Asaf Peres recently posted on Twitter about the chord progression in “Let Me Love You” by Ariana Grande.
The Wraparound Leading Tone in @ArianaGrande ft. @LilTunechi – "Let Me Love You"
(it's really called a double leading tone, but I like wraparound better)@TBHITS @VictoriaMonet @jeremih #MrFranks pic.twitter.com/qVyY1BP7Nm— Top40 Theory (Asaf Peres) (@Top40Theory) February 17, 2020
When I went to listen to the song, I immediately heard all kinds of weird things in the rhythm: that the chords were falling on weak beats, that the downbeat was displaced, that the drum pattern was misaligned somehow. I wasn’t alone in hearing these things. Asaf was puzzled, since he was confident in his hearing. Finally, I put the tune into Ableton and carefully transcribed it. I was totally wrong! But in fairness to me, the song is a rhythmically unconventional one, especially its opening few bars.
Here’s my transcription of the intro, first verse, prechorus and chorus.
There is a lot going on here! First, as Asaf points out, the roots of the chords go a half step above the tonic and then a half step below it before resolving again. This isn’t very exotic for jazz or 19th century classical music, but it’s not something you hear in pop. I mean, pop hardly ever uses leading tones, much less double ones. To my ears, though, the really remarkable thing here is the harmonic rhythm. The change from Em to F falls on the “and” of 3. Putting a chord change on a syncopated beat is standard practice for pop styles descending from the African diaspora, but usually you do it on the “and” of 2, not of 3. This strange placement is the reason I heard the entire rhythm being displaced by a beat.
When the vocals enter, they contribute to the confusion. In the first line, “I just broke up with my ex,” I originally heard the word “ex” as falling on the downbeat. Since there are no drums under the verse, just those metrically ambiguous synth chords, that’s an easy mistake to make. A few bars later, there’s the line “I know they’ll be comin’ from the right and the left, left left.” That’s a weird phrasing, and I would believe any of those “lefts” as falling on the downbeat if I heard them out of context. I knew the chords were syncopated somehow, but I couldn’t tell how immediately, and that added to my confusion.

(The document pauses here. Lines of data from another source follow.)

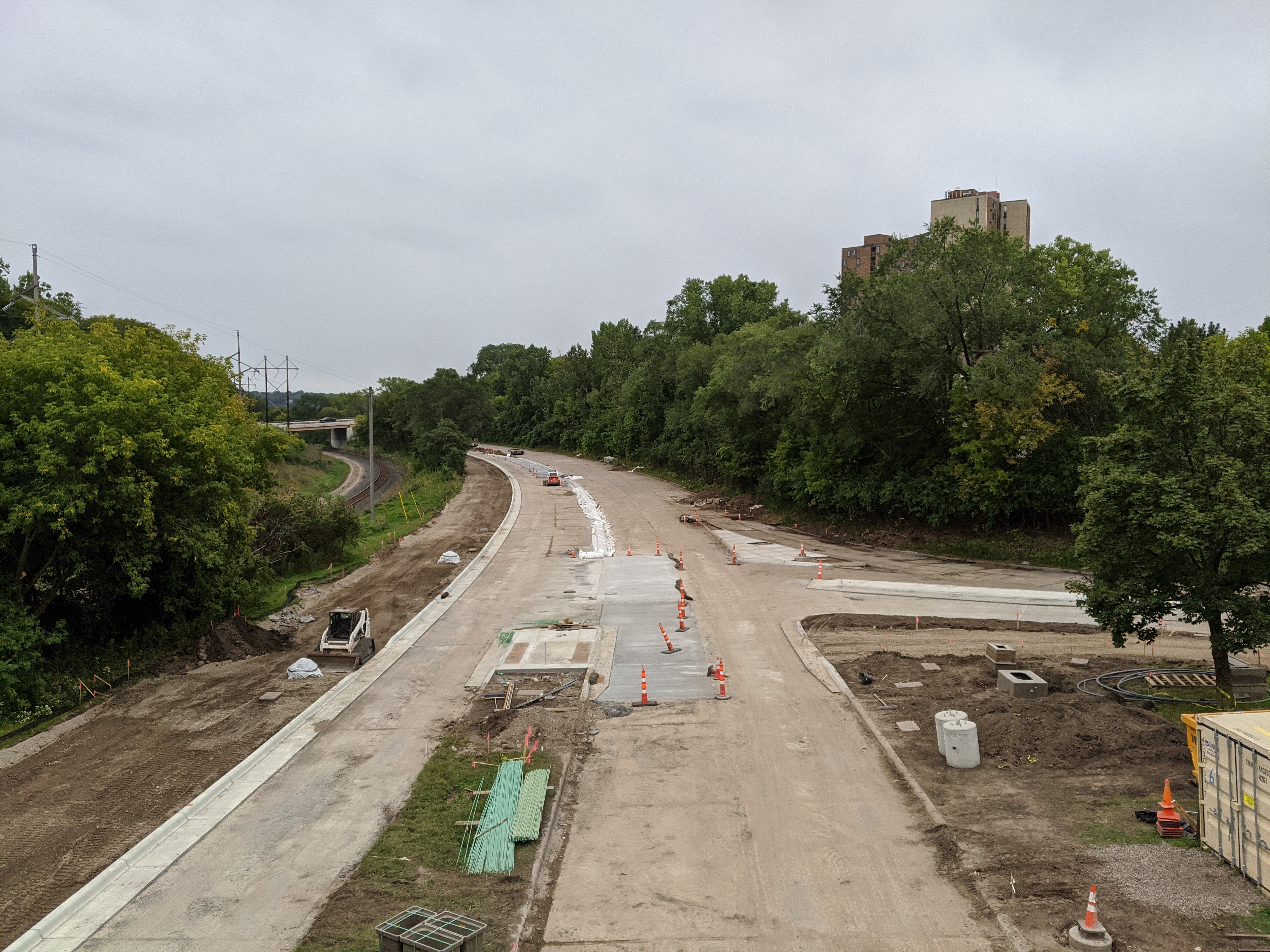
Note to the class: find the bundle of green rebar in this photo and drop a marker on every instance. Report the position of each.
(529, 813)
(492, 850)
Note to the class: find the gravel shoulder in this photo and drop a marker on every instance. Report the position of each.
(1051, 808)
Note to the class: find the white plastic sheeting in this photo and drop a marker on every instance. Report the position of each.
(603, 544)
(304, 668)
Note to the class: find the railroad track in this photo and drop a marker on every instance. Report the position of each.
(381, 478)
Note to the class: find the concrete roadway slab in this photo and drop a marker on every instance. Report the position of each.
(768, 822)
(639, 594)
(258, 879)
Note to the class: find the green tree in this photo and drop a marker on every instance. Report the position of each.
(129, 474)
(444, 397)
(444, 447)
(1176, 498)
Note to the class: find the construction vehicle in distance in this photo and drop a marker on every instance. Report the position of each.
(347, 643)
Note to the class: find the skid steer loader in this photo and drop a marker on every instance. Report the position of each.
(347, 643)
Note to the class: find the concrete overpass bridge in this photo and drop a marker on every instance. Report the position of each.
(340, 428)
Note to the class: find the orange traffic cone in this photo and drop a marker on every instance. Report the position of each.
(643, 691)
(1169, 822)
(723, 683)
(1090, 935)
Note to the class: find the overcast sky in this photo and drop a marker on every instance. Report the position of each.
(379, 190)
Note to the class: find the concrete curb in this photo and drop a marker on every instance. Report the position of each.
(950, 593)
(544, 843)
(128, 876)
(928, 804)
(811, 657)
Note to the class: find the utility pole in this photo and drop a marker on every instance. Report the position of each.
(35, 271)
(289, 369)
(370, 427)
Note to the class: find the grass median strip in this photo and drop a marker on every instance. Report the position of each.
(415, 862)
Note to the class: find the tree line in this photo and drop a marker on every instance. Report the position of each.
(136, 496)
(967, 379)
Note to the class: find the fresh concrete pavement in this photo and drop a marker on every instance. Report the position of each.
(766, 822)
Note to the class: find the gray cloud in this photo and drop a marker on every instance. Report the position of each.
(384, 188)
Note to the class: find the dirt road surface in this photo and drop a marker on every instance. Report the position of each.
(766, 822)
(79, 804)
(1052, 805)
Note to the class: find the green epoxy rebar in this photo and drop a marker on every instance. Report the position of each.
(529, 813)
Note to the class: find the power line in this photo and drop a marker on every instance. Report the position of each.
(116, 286)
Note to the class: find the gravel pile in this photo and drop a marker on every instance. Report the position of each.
(1189, 881)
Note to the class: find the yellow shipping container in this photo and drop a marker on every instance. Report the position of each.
(1235, 790)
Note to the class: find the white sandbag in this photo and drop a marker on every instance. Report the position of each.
(304, 668)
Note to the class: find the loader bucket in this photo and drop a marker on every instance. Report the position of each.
(338, 663)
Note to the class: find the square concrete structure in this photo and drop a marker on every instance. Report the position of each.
(1000, 657)
(1249, 681)
(1019, 683)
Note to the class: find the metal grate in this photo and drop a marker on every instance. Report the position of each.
(1181, 681)
(426, 931)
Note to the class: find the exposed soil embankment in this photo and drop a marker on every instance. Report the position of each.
(1051, 809)
(836, 622)
(77, 805)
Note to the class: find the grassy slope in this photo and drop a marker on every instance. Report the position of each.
(1036, 547)
(423, 493)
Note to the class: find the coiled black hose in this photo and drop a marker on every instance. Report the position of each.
(1104, 681)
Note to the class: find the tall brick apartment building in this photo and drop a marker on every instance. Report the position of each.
(968, 207)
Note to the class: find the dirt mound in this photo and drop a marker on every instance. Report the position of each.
(237, 639)
(859, 622)
(1065, 730)
(232, 640)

Finally, in the prechorus, the drums enter, playing a style that Wikipedia calls “trap lite.” Here the rhythm is more conventional, but there’s still some oddness. Check out bar 13, the line “And if it feels right.” On the word “right,” the melody goes down to C. That note would fit well over the F chord, but the melody lands on it a quarter note before the chord changes. To further destabilize things, there’s a kick under the backbeat in bar 16, which is rare in hip-hop. In the chorus, the vocal phrasing is more conventional, but it’s easy to be distracted from it because of the weird stuttering sixteenth notes. The kick drum pattern is strange too, with some unexpected triplets in it.
Once I got the song onto the grid and transcribed it, I could see how it’s not really all that complicated. It’s still strange though! How does a person write a song like this? It isn’t something you’d just organically arrive at through scat singing; it feels more like something you’d work out intellectually. I don’t know how the writers worked, but I’m 99% confident that they did it by moving audio and MIDI around on the screen. The kick drum pattern sounds like something you’d get by putting the kick sample in an arpeggiator and twiddling the rate knob around while randomly poking the pad until you get something cool semi-accidentally. Those repeated “left left”s sound like copying and pasting. The song might be intended to be romantic, but it’s so chilly and posthuman sounding that it could be a love song about robots. Pop music is weird right now!